2. The method according to claim 1, characterized in that, In the building extraction method, a multi-objective loss function is used to optimize the extraction process. The loss consists of the loss from the final building prediction map and the loss from the four feature maps output by the bidirectional guided attention module. The calculation formula is as follows: in, The loss function for the final building prediction map. Feature maps output by the bidirectional guided attention module loss function, These are the weighting coefficients.
3. The method according to claim 1, characterized in that, Acquire remote sensing imagery and extract geometric saliency feature maps of buildings from the remote sensing imagery, including: Based on the characteristics of building intersections in remote sensing imagery, a geometric saliency algorithm is used to obtain geometric saliency feature maps of buildings. The confidence level and angle information of the intersections are used as first-order saliency. The adjacency relationship of the intersection points is used as a second-order saliency. The geometric saliency feature map of a building is obtained by fusing the first-order and second-order saliency of intersection points on remote sensing images. The calculation formula is as follows: in, For each pixel in the remote sensing image, For all intersections of remote sensing images, For a single intersection, Indicates a single intersection point with branches and the angle between the branches. The resulting quadrilateral region Represents pixels exist The value is 1 if it falls within the specified range, otherwise the value is 0. in, The confidence level of the intersection point. The angle between the intersection points is... hour The probability of being located at a building intersection; in, For the size of the domain, Represents the set of intersections of domains. for Intersection within, and express and exist The center point within the range, Indicates will and The distances between them are standardized.
4. The method according to claim 1, characterized in that, The remote sensing image and the geometric saliency feature map of the building are input into the RGB semantic branch and the GS semantic branch, respectively, to obtain building feature maps at different scales, including: Representing remote sensing images as , , and The height, width, and number of channels of the remote sensing image are used as the inputs to the RGB semantic branch to obtain building feature maps at four different scales. Its size is ; The geometric saliency feature map of the building is obtained by the geometric saliency algorithm in a single band. The geometric saliency feature map of the building is then input into the GS semantic branch to obtain building feature maps containing geometric saliency at four different scales. Its size is .

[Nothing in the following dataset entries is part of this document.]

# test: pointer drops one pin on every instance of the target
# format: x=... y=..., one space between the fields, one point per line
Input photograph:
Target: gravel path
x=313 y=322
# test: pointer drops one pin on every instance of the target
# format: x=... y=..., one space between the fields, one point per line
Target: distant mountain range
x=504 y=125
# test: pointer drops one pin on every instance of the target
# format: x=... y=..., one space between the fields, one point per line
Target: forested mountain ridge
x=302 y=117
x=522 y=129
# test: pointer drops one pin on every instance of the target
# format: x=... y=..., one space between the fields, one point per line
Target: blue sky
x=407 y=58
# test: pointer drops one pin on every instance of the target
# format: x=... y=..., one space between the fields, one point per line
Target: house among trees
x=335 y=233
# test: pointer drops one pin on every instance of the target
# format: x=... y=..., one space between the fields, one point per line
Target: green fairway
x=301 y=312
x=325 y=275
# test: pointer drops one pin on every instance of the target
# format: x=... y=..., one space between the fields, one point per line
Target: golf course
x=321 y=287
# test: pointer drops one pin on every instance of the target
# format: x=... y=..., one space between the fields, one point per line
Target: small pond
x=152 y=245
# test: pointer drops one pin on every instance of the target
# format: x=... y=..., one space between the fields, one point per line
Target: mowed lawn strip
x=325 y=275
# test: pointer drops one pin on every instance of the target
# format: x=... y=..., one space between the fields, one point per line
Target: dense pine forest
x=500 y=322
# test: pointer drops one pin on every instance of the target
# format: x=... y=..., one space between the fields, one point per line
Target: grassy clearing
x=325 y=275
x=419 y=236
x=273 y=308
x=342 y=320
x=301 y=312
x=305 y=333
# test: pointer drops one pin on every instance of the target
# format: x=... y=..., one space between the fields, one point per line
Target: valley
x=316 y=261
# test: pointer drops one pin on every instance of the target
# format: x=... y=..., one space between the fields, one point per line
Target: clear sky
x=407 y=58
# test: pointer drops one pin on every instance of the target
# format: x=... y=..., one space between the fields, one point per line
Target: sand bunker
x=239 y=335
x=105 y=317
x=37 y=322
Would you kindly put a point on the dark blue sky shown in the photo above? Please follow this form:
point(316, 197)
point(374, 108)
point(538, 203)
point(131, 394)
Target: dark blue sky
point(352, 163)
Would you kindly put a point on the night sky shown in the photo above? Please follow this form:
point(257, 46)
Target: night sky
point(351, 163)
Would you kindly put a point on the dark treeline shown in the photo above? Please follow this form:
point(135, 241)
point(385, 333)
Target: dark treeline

5. The method according to claim 1, characterized in that, The feature maps of adjacent buildings are input into the flow alignment module to obtain high-resolution building feature maps with strong semantic information, including... Calculate the semantic flow field for adjacent feature layers The calculation formula is as follows: in, This is a high-resolution feature map of buildings with weak semantic information. This is a low-resolution feature map of buildings with strong semantic information. The kernel size represents the convolution kernel size. Convolution operation, This represents an upsampling operation; The adjacent feature layers are fused, and then a gating operation is performed to obtain the gated feature map. The calculation formula is as follows: in, This represents a gating operation, which includes a convolutional kernel of size [size missing]. A convolutional layer and one sigmoid activation function; By applying the same semantic flow field to adjacent feature layers, a warp operation is performed to obtain two high-resolution feature maps with aligned semantic information. Then, the feature maps are gated. and Weighted fusion of two semantically aligned feature maps yields a high-resolution building feature map with strong semantic information. The calculation formula is as follows: in, This represents the warp operation.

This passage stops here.